Professor Jonathan Kamakawiwoʻole Osorio, dean of the Hawaiʻinuiākea School of Hawaiian Knowledge, emphasizes that the U.S. occupation of Crown and Government lands deprives Hawaiʻi of wise land use. Kānaka ʻōiwi are reclaiming traditional, sustainable food practices like growing taro and building fishponds, advancing innovative solutions to our most urgent infrastructural and affordability issues. “These lands are from a public trust, and that means that the use of these lands, the deployment of these lands, has to fulfill a public interest,” Osorio said in an interview with Truthout. “There is no greater public interest than anticipating the changes that climate is going to force on our society.” Osorio advocates for expanding community governance over these trust lands so that natural resources are managed for the benefit of the people, not for military purposes.
Reclaiming Land for Hawai‘i’s Resilience
With public pressure mounting, Rep.

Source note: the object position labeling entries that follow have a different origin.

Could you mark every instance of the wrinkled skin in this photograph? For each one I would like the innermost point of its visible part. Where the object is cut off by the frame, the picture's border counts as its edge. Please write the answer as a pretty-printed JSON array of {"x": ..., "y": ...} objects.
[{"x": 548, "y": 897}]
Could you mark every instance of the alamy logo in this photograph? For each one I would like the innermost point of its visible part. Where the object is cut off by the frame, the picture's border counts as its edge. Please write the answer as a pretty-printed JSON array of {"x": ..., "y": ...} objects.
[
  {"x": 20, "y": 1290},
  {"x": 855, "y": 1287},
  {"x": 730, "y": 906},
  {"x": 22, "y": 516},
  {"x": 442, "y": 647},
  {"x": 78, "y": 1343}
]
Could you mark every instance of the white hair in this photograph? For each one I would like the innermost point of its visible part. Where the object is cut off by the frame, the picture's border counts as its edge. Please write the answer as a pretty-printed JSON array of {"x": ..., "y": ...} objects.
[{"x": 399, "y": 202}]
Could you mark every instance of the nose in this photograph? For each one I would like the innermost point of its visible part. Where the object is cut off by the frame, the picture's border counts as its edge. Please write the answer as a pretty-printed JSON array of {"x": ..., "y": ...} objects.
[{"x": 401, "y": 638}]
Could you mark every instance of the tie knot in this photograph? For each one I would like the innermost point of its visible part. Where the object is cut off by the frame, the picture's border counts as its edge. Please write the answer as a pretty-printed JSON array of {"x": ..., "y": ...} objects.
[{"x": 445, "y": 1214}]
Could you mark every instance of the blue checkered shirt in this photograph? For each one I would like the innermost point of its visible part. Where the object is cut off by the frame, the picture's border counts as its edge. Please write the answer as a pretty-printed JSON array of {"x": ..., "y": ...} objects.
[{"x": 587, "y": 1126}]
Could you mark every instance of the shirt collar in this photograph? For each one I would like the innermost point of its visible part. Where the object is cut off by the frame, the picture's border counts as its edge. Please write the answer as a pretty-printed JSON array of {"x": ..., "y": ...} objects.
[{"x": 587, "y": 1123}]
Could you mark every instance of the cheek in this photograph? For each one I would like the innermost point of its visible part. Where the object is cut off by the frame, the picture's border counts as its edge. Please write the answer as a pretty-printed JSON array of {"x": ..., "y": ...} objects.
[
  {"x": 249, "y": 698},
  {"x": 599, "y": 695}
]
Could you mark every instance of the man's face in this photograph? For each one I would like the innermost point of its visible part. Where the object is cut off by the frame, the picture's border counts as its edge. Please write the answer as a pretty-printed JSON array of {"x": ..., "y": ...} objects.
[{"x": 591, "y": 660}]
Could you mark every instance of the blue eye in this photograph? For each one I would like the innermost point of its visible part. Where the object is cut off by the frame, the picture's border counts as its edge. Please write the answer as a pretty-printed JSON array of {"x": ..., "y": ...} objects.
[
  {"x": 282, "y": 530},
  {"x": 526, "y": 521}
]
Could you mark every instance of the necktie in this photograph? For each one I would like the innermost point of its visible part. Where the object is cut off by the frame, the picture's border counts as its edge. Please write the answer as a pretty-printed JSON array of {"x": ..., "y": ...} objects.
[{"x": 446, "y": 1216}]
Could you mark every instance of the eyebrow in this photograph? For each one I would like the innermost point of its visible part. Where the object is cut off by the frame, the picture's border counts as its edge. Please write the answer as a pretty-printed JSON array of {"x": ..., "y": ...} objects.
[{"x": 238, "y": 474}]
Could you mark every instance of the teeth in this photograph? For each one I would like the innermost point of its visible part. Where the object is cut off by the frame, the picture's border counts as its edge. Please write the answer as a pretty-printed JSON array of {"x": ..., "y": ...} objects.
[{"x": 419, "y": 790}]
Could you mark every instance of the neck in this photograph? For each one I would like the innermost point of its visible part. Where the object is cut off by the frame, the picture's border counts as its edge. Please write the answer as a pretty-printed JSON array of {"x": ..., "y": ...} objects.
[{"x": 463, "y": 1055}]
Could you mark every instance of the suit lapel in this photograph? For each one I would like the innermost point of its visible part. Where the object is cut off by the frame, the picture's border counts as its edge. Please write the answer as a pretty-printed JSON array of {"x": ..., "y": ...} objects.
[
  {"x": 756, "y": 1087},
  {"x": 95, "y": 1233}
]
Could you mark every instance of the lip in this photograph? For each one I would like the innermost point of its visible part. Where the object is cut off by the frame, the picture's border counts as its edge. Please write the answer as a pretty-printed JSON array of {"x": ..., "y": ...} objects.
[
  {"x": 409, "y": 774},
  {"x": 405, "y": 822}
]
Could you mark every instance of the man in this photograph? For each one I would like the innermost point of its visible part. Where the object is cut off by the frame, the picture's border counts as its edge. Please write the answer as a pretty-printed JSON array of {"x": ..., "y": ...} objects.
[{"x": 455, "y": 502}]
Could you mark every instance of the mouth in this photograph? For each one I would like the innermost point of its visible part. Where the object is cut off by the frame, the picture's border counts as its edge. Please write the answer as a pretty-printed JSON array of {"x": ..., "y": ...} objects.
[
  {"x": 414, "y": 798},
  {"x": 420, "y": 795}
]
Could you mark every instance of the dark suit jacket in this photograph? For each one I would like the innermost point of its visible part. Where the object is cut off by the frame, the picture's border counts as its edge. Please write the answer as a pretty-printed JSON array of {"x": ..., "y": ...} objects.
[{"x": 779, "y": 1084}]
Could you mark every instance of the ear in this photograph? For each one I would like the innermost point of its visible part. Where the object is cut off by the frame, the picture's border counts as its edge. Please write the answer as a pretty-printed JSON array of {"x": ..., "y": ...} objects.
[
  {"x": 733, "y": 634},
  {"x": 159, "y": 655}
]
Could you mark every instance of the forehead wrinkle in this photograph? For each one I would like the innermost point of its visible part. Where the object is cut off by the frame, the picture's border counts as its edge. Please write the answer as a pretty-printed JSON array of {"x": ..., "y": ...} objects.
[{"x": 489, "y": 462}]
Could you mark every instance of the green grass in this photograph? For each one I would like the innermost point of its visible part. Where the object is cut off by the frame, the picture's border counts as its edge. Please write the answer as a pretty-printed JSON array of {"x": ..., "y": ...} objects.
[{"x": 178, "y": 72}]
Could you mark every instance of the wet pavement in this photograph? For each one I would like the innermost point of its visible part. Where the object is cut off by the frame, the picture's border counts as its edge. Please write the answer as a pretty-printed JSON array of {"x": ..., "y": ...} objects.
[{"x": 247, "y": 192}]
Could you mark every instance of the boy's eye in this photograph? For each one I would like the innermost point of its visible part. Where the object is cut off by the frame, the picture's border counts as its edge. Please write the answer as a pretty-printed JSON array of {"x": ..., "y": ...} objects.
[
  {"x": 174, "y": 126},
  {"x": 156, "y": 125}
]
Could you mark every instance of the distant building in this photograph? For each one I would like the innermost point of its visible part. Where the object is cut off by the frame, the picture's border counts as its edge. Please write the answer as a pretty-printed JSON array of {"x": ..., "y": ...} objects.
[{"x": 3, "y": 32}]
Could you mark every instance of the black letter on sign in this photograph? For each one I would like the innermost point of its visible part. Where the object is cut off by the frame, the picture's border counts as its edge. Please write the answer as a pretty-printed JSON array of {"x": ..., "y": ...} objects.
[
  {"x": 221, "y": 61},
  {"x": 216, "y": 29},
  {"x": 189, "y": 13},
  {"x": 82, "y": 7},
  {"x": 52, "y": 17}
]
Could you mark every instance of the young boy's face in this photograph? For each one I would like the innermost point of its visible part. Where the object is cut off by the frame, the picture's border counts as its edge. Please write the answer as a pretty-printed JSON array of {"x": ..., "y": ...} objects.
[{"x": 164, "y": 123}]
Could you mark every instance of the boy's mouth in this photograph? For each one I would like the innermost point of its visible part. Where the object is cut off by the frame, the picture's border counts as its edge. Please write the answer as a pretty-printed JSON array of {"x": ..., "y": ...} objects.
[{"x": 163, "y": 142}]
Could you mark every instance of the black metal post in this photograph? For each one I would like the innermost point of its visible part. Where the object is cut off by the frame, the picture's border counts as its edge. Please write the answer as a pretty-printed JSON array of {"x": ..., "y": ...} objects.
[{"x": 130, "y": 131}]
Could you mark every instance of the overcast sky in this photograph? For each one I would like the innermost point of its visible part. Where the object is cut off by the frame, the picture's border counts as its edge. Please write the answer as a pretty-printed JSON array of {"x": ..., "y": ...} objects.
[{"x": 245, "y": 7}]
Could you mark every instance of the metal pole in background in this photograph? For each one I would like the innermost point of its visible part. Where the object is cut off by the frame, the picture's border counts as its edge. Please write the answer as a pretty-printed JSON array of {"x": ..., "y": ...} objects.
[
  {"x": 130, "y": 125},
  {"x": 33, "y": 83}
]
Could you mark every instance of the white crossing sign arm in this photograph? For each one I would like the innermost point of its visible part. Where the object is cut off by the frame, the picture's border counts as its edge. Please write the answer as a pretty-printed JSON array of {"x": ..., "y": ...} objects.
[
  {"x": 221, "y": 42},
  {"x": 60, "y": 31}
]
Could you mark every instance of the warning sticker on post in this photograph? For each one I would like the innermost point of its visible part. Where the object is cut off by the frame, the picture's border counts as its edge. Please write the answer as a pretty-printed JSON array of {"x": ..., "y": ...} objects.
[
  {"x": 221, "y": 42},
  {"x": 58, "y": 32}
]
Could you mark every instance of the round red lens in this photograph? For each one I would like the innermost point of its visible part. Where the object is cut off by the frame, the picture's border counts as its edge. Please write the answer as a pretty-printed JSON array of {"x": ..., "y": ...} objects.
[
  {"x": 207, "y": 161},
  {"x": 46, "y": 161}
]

Jill Tokuda (D- Hawai‘i), who sits on the House Armed Services Committee, helped remove language from the 2025-26 National Defense Authorization Act that would have temporarily authorized the military to condemn state land. “Under no circumstances should we entertain the idea of giving land away to the military,” Tokuda said in a press release. “If they attempt such an illegal action, they will lose in court and more importantly, they will lose the trust of the people of Hawai‘i.”
Now, the people of Hawai‘i must seize this crucial opening to advocate for using these state lands to meet more basic human needs that increase the islands’ resiliency and self-sufficiency, especially in the face of climate change.
Keoni Lee, co‑CEO of Hawai’i Investment Ready, argues that Hawai‘i’s pre‑colonial economy — rooted in the non‑monetary ahupuaʻa system where “success was measured by the health and productivity of people and ‘āina” — offers a template for a regenerative future. He warns that today’s extraction‑driven, GDP‑focused model generates inequality and environmental harm. Lee is part of a growing movement in Hawaiʻi that is elevating models like Kumano I Ke Ala, a community-based social enterprise that restores and cultivates traditional agricultural lands and trains youth in the values that supported a once fully sustainable traditional Hawaiian food system.
Native Hawaiian advocates are building momentum toward a shift in the governance of resources in Hawaiʻi, which has been dominated by extractive and abusive industries, such as the military, for too long. While large‑scale stewardship projects exist, they are often treated as side ventures, and lack long‑term capital investments, like roads or schools. Investing in regenerative economies, Lee argues, could create thousands of place‑based jobs in restoration, farming, and renewable energy. “We’d keep more money circulating locally instead of leaking out, building real security from the inside out,” Lee explains. “Hawai‘i’s resilience is national security.”
By engaging in informed public debate about the economic, environmental, and cultural costs of the military’s footprint — and exploring repurposing the military’s footprint for community-driven, sustainable uses — Hawai‘i can transform from a base preparing for war into a beacon of peace, resilience, and Indigenous innovation.